On the other hand, the current 10th shortest pontificate (Benedict V, May 22-June 23, 964, or 32 days) may some day be stricken from the record books because his pontificate was canonically dubious. But John Paul I’s 33 days in office will still be well behind the pack.

Actually, the shortest pontificate of all was that of Urban VII, who was elected on September 15, 1590, and who died 12 days later, before his coronation, on September 27.

Born Giovan Battista Castagna, he was the nephew of Cardinal Verallo. This blood relationship certainly did not hurt. He would serve as papal legate to France, archbishop of Rosanno (also known as Rozzano), governor in the Papal States, an active participant at the Council of Trent (1562-63), nuncio to Spain, consultor (later inquisitor general) to the Holy Office, and a cardinal-priest of San Marcello al Corso (1583).

When he was elected pope, many had great hopes that his would be a reformist but temperate pontificate. Although he had been in good health up to that point, he contracted malaria the night after his election and died soon thereafter. He was buried in the basilica of Santa Maria sopra Minerva in Rome.

He was succeeded by Niccolò Sfondrati, with the assistance of the pro-Spanish cardinals and after a two-month conclave. Sfondrati took the name of the pope who had made him a cardinal, Gregory XIII. Unfortunately, he was one of the least popular and least successful of all the popes in history.

One could wonder about the subsequent history of the church had Urban VII lived and Gregory XIV never been elected, just as one could wonder what the years after John Paul I’s election would have been like if he had lived and John Paul II had never been elected.

September was also the month in which one of three popes (Vigilius and Honorius I were the others) who fell into material (as opposed to formal, or knowing and deliberate) heresy died. Indeed, Liberius, elected on May 17, 352, was the first pope not to be listed among the saints and is generally regarded to have been a weak pope.

He first opposed the Arians’ condemnation of St. Athanasius of Alexandria (d. 373), the leading
figure at the Council of Nicaea in 325, for which he was deposed from office by the Arian emperor Constantius and sent into harsh exile in Thrace.

Liberius eventually submitted and was readmitted to the Roman see, which by that time and with the support of the emperor had elected a second bishop, Felix II (d. 365), technically an antipope.
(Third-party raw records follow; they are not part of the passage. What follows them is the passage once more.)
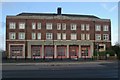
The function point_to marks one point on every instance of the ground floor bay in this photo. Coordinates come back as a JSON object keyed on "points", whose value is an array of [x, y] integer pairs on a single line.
{"points": [[37, 49]]}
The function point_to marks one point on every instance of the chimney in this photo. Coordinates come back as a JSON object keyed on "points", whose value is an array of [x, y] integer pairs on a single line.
{"points": [[58, 10]]}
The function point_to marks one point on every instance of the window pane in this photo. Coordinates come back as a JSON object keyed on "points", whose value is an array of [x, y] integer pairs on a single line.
{"points": [[63, 26], [39, 25], [12, 36], [12, 25], [21, 35], [58, 26], [82, 27], [49, 26], [33, 25], [39, 35], [21, 25], [33, 35], [87, 27], [58, 35]]}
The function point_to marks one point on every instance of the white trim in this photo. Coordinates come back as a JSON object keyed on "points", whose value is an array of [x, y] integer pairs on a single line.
{"points": [[23, 56]]}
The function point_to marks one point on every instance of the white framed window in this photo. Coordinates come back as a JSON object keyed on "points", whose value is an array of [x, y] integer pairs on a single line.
{"points": [[12, 25], [58, 36], [49, 26], [97, 36], [73, 36], [12, 35], [21, 25], [105, 36], [87, 27], [48, 36], [82, 36], [21, 35], [38, 35], [58, 26], [63, 26], [73, 26], [33, 25], [33, 35], [87, 36], [98, 27], [64, 36], [39, 25], [105, 28]]}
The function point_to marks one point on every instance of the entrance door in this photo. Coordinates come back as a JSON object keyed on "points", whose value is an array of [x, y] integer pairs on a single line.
{"points": [[16, 51], [73, 51], [36, 51], [85, 51], [61, 51], [49, 51]]}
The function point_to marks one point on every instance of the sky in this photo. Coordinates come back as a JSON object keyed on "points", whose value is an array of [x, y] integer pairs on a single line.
{"points": [[104, 10]]}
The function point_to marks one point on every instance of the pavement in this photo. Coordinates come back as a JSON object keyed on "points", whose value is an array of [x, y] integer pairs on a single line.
{"points": [[61, 63], [71, 69]]}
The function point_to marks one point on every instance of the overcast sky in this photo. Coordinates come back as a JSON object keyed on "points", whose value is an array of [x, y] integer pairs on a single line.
{"points": [[105, 10]]}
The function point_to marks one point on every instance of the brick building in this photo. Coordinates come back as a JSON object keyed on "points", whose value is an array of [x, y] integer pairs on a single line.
{"points": [[56, 35]]}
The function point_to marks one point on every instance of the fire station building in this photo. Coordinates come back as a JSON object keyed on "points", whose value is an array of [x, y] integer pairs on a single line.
{"points": [[56, 35]]}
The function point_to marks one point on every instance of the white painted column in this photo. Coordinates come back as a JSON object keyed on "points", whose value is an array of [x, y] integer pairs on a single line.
{"points": [[91, 50], [79, 53], [55, 51], [42, 55], [24, 51], [67, 51]]}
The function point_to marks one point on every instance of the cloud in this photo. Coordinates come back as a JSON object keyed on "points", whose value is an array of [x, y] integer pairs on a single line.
{"points": [[113, 8], [108, 8]]}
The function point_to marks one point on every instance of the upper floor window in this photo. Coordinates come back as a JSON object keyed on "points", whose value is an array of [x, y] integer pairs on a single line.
{"points": [[64, 36], [49, 26], [12, 25], [48, 35], [21, 25], [58, 36], [98, 27], [21, 35], [82, 36], [105, 37], [38, 35], [58, 26], [82, 27], [33, 25], [73, 36], [105, 28], [73, 26], [12, 35], [63, 26], [97, 36], [38, 25], [87, 36], [87, 27], [33, 35]]}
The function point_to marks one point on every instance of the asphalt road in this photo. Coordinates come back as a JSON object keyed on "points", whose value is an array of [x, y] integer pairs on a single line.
{"points": [[78, 70]]}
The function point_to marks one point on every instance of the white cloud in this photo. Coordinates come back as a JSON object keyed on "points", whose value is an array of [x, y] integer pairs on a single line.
{"points": [[113, 8], [108, 8]]}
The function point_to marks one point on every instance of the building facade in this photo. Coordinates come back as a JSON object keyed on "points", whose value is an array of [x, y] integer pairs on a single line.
{"points": [[49, 35]]}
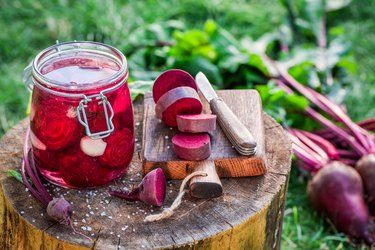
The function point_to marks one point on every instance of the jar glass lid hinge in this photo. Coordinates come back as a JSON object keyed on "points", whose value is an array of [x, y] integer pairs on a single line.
{"points": [[108, 113]]}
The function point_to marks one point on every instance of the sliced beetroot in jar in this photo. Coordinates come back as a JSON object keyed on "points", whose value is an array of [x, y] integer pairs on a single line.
{"points": [[81, 170], [196, 123], [192, 147], [56, 125], [119, 150], [181, 100], [171, 79], [47, 159]]}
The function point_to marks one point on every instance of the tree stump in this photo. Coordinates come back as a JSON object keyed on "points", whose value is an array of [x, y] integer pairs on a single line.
{"points": [[248, 215]]}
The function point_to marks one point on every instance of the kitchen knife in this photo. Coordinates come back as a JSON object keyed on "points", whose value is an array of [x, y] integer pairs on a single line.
{"points": [[239, 136]]}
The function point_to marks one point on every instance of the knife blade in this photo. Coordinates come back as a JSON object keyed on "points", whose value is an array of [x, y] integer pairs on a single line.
{"points": [[239, 136]]}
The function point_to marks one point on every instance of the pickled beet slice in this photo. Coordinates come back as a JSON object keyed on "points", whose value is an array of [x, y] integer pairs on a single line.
{"points": [[181, 100], [119, 150], [80, 170], [192, 147], [57, 125], [47, 159], [171, 79], [196, 123]]}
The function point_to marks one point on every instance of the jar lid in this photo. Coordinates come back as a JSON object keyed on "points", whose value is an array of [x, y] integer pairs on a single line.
{"points": [[52, 67]]}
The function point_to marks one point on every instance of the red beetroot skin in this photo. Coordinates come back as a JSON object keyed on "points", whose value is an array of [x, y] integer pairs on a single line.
{"points": [[55, 125], [119, 150], [150, 191], [196, 123], [171, 79], [337, 191], [193, 147], [181, 100], [366, 169]]}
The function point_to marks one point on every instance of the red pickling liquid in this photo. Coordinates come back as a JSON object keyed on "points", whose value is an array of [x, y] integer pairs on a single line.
{"points": [[58, 139]]}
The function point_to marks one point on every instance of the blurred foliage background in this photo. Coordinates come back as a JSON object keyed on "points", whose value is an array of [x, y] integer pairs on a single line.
{"points": [[222, 38]]}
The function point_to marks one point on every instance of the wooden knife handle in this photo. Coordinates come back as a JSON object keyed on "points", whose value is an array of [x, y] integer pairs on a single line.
{"points": [[231, 125], [206, 187]]}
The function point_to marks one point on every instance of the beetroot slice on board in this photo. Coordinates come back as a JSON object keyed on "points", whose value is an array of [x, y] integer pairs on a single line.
{"points": [[171, 79], [181, 100], [193, 147], [199, 123]]}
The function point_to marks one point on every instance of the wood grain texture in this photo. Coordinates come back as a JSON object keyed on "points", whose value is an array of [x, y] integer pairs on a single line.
{"points": [[247, 216], [232, 126], [157, 148], [206, 186]]}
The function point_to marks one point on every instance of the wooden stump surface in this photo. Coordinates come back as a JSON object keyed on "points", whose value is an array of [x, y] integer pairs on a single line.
{"points": [[247, 216]]}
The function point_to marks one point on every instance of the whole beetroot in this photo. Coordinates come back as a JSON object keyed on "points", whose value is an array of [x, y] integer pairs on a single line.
{"points": [[337, 191], [150, 191]]}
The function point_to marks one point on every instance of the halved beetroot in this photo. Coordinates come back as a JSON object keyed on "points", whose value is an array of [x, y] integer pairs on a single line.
{"points": [[54, 125], [196, 123], [193, 147], [181, 100], [171, 79], [119, 149]]}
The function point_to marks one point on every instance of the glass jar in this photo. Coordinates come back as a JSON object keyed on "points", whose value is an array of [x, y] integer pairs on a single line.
{"points": [[81, 117]]}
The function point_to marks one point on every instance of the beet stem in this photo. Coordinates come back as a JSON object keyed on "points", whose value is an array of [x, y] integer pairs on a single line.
{"points": [[325, 145], [39, 191], [311, 144], [325, 104]]}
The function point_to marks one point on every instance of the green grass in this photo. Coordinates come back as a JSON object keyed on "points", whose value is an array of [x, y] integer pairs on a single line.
{"points": [[30, 25]]}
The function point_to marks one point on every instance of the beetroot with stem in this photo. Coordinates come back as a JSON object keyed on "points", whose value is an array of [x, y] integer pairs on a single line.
{"points": [[171, 79], [359, 139], [199, 123], [336, 189], [150, 191], [180, 100], [57, 208]]}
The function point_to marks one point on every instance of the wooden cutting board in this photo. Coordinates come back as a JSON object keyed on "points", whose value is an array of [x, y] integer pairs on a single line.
{"points": [[157, 140]]}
It is interesting to note that Damasus, Liberius’ eventual successor in the papacy, was for a time in Felix’s service as a deacon, in defiance of the oath taken by the Roman clergy not to recognize anyone else as the Bishop of Rome while Liberius was still alive.

The Roman public, however, never accepted Felix as their bishop, and clamored for the return of Liberius. The emperor, under popular pressure, allowed Liberius to go back to Rome, but on the condition that he jointly rule with Felix.
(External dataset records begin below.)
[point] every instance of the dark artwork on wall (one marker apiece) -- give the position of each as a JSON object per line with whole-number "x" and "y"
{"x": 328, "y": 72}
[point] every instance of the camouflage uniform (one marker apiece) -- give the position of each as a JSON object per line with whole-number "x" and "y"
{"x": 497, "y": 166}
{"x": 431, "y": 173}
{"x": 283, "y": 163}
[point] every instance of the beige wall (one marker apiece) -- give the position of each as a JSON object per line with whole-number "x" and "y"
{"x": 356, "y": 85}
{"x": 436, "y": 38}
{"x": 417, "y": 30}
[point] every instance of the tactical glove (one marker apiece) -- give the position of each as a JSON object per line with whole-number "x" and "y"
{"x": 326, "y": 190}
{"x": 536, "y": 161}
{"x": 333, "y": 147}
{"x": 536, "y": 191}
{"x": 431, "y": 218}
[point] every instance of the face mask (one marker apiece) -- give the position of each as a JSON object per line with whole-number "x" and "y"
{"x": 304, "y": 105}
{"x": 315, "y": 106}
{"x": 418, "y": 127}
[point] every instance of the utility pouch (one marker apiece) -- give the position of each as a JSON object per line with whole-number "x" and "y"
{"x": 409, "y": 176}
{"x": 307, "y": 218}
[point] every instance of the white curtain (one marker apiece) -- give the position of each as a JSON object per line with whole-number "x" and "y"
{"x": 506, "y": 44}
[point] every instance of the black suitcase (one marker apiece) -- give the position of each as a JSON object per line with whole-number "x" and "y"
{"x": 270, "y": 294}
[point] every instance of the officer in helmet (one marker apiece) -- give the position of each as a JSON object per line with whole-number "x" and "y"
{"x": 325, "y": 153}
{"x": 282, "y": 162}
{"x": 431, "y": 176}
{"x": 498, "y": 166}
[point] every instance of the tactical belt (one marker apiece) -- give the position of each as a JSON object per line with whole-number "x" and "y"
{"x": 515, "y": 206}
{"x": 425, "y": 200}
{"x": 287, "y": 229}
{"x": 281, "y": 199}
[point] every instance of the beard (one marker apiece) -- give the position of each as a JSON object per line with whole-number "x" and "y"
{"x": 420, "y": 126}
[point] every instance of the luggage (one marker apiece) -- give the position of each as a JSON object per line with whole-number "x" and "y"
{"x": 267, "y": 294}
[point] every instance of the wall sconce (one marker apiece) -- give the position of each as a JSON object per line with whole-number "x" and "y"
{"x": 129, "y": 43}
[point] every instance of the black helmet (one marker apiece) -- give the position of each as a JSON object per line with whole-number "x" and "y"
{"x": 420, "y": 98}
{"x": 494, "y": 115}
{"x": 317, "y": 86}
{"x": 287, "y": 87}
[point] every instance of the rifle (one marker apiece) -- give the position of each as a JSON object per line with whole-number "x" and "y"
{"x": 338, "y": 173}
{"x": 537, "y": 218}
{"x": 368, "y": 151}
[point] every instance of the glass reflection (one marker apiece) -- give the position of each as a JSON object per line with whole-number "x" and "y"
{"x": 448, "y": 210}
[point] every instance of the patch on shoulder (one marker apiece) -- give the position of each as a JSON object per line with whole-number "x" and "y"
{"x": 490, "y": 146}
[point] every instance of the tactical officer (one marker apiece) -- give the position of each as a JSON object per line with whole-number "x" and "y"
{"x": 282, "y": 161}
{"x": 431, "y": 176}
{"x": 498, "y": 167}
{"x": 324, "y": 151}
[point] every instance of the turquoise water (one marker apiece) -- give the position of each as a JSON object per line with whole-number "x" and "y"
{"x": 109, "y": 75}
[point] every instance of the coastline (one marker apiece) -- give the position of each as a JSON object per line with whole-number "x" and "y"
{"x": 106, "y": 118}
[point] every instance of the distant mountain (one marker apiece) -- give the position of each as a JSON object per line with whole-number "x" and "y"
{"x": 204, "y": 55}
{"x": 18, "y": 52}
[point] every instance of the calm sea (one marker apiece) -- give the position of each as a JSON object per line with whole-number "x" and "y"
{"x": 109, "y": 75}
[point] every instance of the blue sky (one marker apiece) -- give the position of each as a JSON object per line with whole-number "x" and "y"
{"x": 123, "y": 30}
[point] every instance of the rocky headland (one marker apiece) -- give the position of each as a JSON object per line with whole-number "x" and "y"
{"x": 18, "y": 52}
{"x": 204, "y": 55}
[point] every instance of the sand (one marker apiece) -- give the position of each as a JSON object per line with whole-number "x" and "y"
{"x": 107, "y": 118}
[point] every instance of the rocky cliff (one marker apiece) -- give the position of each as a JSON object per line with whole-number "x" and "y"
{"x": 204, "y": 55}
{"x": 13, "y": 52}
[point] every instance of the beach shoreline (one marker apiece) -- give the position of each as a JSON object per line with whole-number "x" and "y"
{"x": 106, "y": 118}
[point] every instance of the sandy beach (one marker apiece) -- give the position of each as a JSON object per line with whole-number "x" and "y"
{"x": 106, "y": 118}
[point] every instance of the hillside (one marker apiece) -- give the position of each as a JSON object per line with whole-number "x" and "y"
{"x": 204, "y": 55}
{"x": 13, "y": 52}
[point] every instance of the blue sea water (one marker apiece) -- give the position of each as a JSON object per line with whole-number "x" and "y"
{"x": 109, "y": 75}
Felix, however, retreated to the suburbs of Rome in the face of a potential riot, but it was only after the death of Constantius in 361 that Liberius returned to orthodoxy and made an effort to restore the Nicene faith to the universal church.
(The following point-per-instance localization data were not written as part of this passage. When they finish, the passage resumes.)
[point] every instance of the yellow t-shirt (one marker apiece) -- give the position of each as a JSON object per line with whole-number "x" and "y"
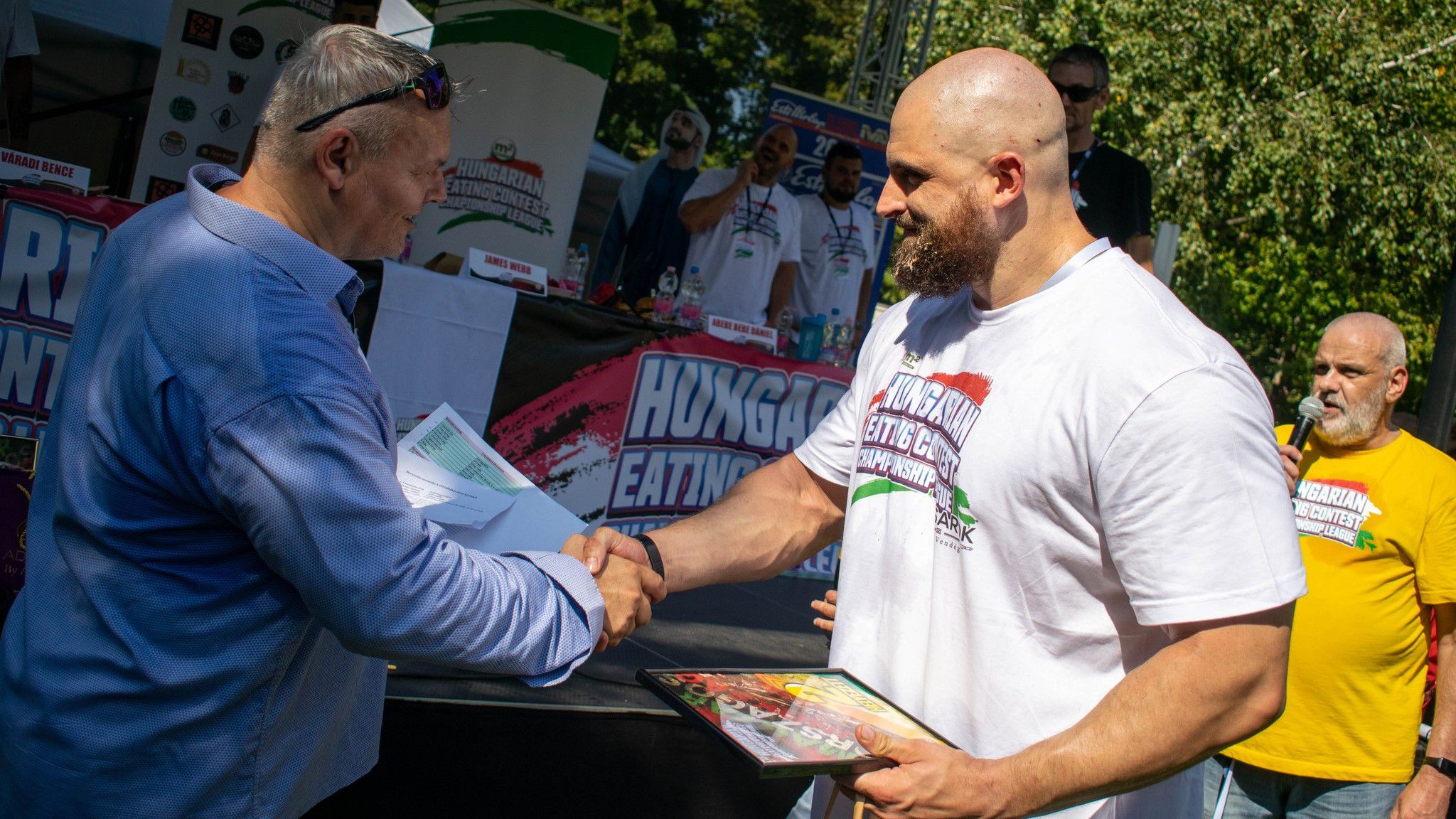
{"x": 1378, "y": 531}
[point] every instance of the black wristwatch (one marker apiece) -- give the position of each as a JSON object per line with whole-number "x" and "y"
{"x": 1442, "y": 764}
{"x": 655, "y": 557}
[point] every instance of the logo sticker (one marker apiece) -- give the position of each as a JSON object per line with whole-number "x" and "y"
{"x": 194, "y": 72}
{"x": 284, "y": 51}
{"x": 172, "y": 143}
{"x": 201, "y": 28}
{"x": 183, "y": 108}
{"x": 216, "y": 154}
{"x": 159, "y": 188}
{"x": 226, "y": 117}
{"x": 247, "y": 43}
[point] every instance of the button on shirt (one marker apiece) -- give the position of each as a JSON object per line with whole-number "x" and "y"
{"x": 218, "y": 542}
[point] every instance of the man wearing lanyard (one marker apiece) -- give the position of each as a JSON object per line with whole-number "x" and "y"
{"x": 1111, "y": 190}
{"x": 746, "y": 232}
{"x": 837, "y": 235}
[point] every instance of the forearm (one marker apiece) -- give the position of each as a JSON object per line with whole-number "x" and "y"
{"x": 1190, "y": 700}
{"x": 782, "y": 289}
{"x": 701, "y": 215}
{"x": 772, "y": 519}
He published a decree voiding the decisions of the pro-Arian Synod of Rimini (359), at which the Western bishops had been bullied into accepting an Arian creed.

At the same time, Liberius urged his fellow Italian bishops to reestablish communion with those bishops who had embraced the Rimini decisions, on condition that they now accept the Nicene Creed. He did the same for Eastern bishops four years later.

Liberius was also the builder of the huge Liberian Basilica, which was transformed in the fifth century to the major basilica of Santa Maria Maggiore (St. Mary Major), which still stands today as one of the four major basilicas of Rome (along with St. Peter’s, St. John Lateran, and St. Paul’s Outside the Walls).

Liberius, however, has usually been remembered as a betrayer of the faith and his name was even invoked by opponents of papal infallibility at the First Vatican Council (1870).